Rafah Invasion Countdown Begins: Netanyahu Sets Date

A date for the Israeli military’s invasion of Rafah has been announced, according to Israeli Prime Minister Benjamin Netanyahu, who claimed that the attack of the southern city was necessary for victory.

In a video message uploaded on X, Netanyahu stated, “Today I received a detailed report on the talks in Cairo. We are constantly working to achieve our goals, first and foremost the release of all our hostages and achieving a complete victory over Hamas.”

“This victory requires entry into Rafah and the elimination of the terrorist battalions there. It will happen, there is a date,” he further added.

President Biden and other White House officials have warned against invading Rafah, but Netanyahu has stated for weeks that Israeli forces were expected to do so shortly.

It is reported that 1.4 million residents have fled their homes in northern Gaza as directed by Israel and are taking sanctuary in Rafah.

In order to enable Israeli soldiers to hunt down Hamas militants responsible for the 1,200 deaths on October 7 and the hostage-taking of hundreds, Israel ordered the evacuations earlier this year. Last Monday, Netanyahu declared that Israel intends to enter Rahah, whether or not the US supports them.

His statement coincides with mounting pressure on Israel from Washington and other Western countries regarding its military actions in Gaza, which the Associated Press reports have resulted in the deaths of 33,200 Palestinians.

Six World Central Kitchen employees and their Palestinian driver were killed last week in an Israeli airstrike while they were leaving a facility in central Gaza.

When the strike occurred, the crew had recently delivered over 100 tons of food aid and was traveling in armored vehicles bearing the World Central Kitchen insignia.

Following the attack, Biden delivered his most severe critique of Netanyahu, announcing that going forward, Israel’s “immediate” actions to alleviate a “unacceptable” humanitarian situation will dictate U.S. policy regarding the Israel-Hamas conflict in Gaza.
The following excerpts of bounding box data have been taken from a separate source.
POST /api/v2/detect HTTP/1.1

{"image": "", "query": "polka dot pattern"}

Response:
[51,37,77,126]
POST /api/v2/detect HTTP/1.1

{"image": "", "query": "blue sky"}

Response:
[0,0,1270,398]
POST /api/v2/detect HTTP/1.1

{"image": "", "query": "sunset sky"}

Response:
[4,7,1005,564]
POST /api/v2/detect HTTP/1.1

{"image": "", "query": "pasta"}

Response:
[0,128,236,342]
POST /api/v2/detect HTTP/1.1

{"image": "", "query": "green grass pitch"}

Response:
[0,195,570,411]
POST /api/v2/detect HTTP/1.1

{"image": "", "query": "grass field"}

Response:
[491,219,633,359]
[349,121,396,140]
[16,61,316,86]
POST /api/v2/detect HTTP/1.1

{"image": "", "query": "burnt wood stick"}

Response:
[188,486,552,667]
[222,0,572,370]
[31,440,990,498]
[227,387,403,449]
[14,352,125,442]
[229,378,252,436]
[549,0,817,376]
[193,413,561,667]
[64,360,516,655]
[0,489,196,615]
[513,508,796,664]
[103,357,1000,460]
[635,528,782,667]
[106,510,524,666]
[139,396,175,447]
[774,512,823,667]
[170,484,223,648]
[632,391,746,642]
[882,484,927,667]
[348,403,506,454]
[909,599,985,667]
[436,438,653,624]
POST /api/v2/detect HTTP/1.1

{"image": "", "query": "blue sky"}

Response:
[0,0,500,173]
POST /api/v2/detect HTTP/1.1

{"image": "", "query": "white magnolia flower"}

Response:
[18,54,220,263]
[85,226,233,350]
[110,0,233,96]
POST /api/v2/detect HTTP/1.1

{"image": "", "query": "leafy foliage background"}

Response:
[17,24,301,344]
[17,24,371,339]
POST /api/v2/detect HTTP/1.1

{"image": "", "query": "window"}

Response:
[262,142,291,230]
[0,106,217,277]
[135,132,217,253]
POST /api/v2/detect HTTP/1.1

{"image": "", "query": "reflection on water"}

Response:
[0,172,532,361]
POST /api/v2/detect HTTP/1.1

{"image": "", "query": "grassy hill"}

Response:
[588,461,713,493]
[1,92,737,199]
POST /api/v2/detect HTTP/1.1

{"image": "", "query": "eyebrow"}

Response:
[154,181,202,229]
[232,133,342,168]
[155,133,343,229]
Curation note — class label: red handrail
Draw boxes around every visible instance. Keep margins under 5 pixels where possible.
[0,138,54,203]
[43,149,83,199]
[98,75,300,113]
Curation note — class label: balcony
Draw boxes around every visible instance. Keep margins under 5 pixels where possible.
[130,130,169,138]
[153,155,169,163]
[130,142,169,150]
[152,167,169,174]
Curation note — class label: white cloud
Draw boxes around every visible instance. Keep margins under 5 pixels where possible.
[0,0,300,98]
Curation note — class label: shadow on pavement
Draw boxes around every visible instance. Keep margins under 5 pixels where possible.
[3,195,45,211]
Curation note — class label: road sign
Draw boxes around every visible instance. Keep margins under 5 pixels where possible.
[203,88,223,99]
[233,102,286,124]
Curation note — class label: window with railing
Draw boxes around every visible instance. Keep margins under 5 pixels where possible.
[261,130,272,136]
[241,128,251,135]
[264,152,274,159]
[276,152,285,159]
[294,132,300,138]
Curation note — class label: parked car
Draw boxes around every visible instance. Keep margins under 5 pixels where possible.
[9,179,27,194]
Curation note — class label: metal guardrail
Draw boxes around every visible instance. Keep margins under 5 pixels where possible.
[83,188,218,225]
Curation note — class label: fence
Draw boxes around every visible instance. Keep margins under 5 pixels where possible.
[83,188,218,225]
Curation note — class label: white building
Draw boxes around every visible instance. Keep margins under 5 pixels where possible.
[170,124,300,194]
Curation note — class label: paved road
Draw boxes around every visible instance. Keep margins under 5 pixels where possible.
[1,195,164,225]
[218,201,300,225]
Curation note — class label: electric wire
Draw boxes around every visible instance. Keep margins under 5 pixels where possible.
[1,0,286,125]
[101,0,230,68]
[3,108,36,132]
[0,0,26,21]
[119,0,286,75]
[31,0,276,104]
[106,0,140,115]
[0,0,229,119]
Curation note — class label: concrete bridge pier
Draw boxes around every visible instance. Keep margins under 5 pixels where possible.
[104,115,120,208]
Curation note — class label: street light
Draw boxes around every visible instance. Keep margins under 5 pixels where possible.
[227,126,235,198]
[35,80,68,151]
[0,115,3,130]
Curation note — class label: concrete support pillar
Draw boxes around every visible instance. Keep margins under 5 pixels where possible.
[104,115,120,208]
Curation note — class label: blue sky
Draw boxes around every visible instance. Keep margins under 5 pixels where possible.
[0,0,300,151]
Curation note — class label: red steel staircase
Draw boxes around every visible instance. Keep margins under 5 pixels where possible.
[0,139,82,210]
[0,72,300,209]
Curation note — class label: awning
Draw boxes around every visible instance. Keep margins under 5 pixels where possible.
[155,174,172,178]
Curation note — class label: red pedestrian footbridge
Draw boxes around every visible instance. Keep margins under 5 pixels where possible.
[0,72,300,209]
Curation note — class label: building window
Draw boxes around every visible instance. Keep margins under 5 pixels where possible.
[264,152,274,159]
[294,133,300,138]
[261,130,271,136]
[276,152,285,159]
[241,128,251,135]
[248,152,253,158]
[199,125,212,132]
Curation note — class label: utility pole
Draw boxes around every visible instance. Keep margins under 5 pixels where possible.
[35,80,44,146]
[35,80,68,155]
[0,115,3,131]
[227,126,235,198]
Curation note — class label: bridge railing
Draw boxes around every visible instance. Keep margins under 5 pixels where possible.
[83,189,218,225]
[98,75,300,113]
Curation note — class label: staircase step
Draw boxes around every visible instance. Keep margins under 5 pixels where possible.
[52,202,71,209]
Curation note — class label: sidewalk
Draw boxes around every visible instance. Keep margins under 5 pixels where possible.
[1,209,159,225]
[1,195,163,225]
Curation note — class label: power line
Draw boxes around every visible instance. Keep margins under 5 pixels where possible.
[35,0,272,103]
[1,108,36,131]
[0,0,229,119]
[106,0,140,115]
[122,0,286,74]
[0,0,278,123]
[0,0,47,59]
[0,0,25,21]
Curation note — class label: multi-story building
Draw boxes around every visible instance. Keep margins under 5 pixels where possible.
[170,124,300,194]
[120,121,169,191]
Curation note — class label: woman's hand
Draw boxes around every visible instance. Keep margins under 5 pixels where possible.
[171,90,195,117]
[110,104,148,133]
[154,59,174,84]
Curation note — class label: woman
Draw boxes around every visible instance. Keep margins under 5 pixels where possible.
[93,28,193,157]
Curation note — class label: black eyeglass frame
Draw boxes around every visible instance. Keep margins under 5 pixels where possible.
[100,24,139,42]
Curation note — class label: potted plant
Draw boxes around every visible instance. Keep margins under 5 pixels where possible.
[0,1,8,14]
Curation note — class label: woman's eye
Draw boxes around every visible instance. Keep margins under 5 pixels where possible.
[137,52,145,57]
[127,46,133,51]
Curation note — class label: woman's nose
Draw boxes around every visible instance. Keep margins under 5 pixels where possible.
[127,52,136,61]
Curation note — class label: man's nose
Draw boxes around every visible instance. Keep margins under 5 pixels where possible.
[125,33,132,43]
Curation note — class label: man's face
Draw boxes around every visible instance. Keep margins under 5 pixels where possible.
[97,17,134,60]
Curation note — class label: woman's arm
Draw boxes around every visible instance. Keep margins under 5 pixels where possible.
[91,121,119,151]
Since the conflict started in October of last year, Biden and his team have changed significantly since having this chat.

The Israel Defense Forces (IDF) have been withdrawing troops from Gaza, which has drawn criticism from Netanayahu by far-right ministers Itamar Ben Gvir and Bezalel Smotrich, according to The Jerusalem Post.

Netanyahu will “cease to have a mandate to serve as prime minister” if he concludes Israel’s conflict with Hamas without attacking Hamas in Rafah, according to Israel’s Minister of National Security, Ben-Gvir, as reported by the Jerusalem Post.

According to reports, Smotrich urged Netanyahu to organize a meeting of Israel’s National Security Cabinet, which has the authority to decide on war strategy, in a letter sent on Monday.

According to the White House, Biden also pushed the Israeli prime minister toward a cease-fire agreement last week that would result in the release of the last detainees in Gaza and a halt to hostilities in the war-torn region.

The sides involved in the cease-fire negotiations have reached a basic understanding, according to Reuters, which cited Egypt’s state-affiliated TV channel Al-Qahera News. The talks were continuing on Monday in Cairo, Egypt.